The second goal of this review was to assess the current state of implementation of the recommended training topics for STEM mentors. Results from a small sample of STEM mentoring programs suggest that the majority of programs are covering the topics related to the mentor’s role in promoting STEM outcomes and how mentors can promote mentees’ positive attitudes about STEM but are not covering the recommended topics related to mentor’s knowledge and attitudes regarding disparities in STEM career achievement. Currently, the United States is experiencing a significant societal movement to promote racial equity in all aspects of life. Mentoring organizations are taking note and recognizing the need for volunteers to be prepared to actively address issues of racial bias and stereotyping in their mentees’ lives and in their mentoring relationships. Training on these topics is particularly important when one of the goals of the mentoring program is to encourage the mentees they serve who are members of a racial or ethnic minority group to pursue a career in STEM. The critical mentoring approach described in this review provides a framework for how STEM mentoring programs can foster racial equity in their programs, including the preparation and training of mentors.
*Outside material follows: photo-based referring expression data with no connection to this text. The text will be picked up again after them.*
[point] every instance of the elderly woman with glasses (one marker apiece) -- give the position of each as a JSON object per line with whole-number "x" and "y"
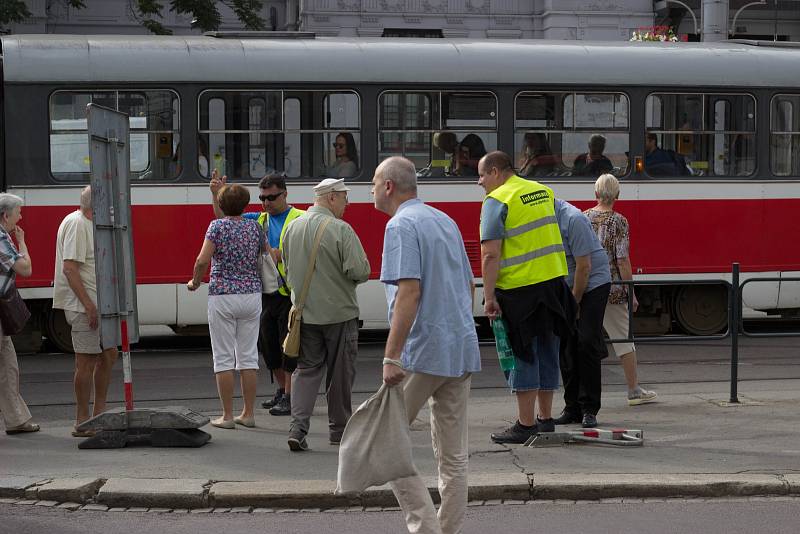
{"x": 346, "y": 164}
{"x": 232, "y": 245}
{"x": 14, "y": 260}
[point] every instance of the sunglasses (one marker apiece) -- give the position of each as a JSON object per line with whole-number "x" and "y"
{"x": 271, "y": 198}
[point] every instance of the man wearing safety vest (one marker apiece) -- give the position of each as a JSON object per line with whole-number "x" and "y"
{"x": 523, "y": 263}
{"x": 275, "y": 306}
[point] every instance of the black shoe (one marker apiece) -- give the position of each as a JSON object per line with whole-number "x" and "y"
{"x": 284, "y": 406}
{"x": 567, "y": 418}
{"x": 589, "y": 420}
{"x": 297, "y": 443}
{"x": 272, "y": 402}
{"x": 544, "y": 425}
{"x": 516, "y": 433}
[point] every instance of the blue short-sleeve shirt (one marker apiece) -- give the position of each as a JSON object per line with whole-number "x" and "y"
{"x": 423, "y": 243}
{"x": 581, "y": 240}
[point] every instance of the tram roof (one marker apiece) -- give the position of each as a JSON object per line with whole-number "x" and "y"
{"x": 153, "y": 59}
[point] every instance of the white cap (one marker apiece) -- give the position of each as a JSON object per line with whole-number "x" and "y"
{"x": 329, "y": 185}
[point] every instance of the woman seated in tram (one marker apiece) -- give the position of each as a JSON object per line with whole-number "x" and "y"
{"x": 469, "y": 152}
{"x": 536, "y": 158}
{"x": 346, "y": 165}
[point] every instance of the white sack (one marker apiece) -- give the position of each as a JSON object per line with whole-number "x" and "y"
{"x": 376, "y": 445}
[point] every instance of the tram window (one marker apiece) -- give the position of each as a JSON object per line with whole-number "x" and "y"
{"x": 567, "y": 134}
{"x": 443, "y": 133}
{"x": 700, "y": 134}
{"x": 785, "y": 135}
{"x": 298, "y": 133}
{"x": 154, "y": 132}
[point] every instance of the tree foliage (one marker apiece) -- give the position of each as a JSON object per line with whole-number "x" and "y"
{"x": 205, "y": 13}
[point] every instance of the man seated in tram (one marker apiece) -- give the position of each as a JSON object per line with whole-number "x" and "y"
{"x": 593, "y": 163}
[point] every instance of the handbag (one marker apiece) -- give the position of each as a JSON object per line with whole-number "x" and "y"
{"x": 271, "y": 279}
{"x": 291, "y": 344}
{"x": 13, "y": 311}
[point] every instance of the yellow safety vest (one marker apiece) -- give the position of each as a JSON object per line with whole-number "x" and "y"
{"x": 294, "y": 213}
{"x": 532, "y": 250}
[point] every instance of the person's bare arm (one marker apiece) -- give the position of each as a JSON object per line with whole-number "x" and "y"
{"x": 71, "y": 270}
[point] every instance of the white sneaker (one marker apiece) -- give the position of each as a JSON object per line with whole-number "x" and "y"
{"x": 642, "y": 396}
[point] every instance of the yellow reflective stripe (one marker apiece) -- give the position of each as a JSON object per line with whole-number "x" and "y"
{"x": 533, "y": 225}
{"x": 532, "y": 255}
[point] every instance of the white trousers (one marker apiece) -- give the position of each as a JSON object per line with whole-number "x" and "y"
{"x": 233, "y": 322}
{"x": 15, "y": 411}
{"x": 447, "y": 398}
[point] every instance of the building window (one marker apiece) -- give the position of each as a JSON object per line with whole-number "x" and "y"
{"x": 700, "y": 134}
{"x": 443, "y": 133}
{"x": 565, "y": 134}
{"x": 298, "y": 133}
{"x": 154, "y": 132}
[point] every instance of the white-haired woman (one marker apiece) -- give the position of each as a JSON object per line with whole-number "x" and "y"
{"x": 14, "y": 260}
{"x": 612, "y": 229}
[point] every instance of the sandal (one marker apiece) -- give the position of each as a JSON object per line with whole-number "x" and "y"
{"x": 24, "y": 427}
{"x": 82, "y": 433}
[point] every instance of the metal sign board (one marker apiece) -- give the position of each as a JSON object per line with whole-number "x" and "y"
{"x": 109, "y": 149}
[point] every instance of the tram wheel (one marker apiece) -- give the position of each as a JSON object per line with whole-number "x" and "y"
{"x": 58, "y": 331}
{"x": 701, "y": 310}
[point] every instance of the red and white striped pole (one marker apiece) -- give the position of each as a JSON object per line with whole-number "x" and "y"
{"x": 126, "y": 365}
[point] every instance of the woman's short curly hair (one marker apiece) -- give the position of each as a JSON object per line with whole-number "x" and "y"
{"x": 233, "y": 199}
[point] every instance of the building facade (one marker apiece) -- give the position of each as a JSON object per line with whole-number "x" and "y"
{"x": 591, "y": 20}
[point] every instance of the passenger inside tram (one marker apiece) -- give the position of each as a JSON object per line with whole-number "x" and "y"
{"x": 536, "y": 158}
{"x": 346, "y": 164}
{"x": 470, "y": 151}
{"x": 593, "y": 163}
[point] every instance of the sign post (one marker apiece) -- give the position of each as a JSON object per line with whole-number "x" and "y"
{"x": 109, "y": 147}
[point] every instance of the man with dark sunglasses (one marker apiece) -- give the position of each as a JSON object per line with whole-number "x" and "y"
{"x": 276, "y": 215}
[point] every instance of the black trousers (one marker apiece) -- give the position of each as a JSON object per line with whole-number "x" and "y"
{"x": 581, "y": 353}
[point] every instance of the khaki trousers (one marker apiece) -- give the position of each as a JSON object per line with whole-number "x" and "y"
{"x": 447, "y": 398}
{"x": 15, "y": 411}
{"x": 328, "y": 350}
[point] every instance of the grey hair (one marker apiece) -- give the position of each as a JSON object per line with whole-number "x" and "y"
{"x": 401, "y": 172}
{"x": 8, "y": 202}
{"x": 607, "y": 188}
{"x": 86, "y": 198}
As described in this review, STEM mentors should receive training that helps them understand the context in which their mentee is living. This topic is particularly relevant if their mentee is a member of a racial or ethnic minority group. Furthermore, mentor training should be designed to prepare STEM mentors to have supportive and helpful conversations with their mentees about their mentees’ experiences with racism and bias, as well as training in how to support their mentees in coping with, and overcoming, structural barriers they may face in their STEM‐related jobs or education. These conversations can serve to acknowledge these experiences, support mentees in coping with these experiences, and provide opportunities for mentors and mentees to work together to challenge the underlying systemic problems that contribute to injustice.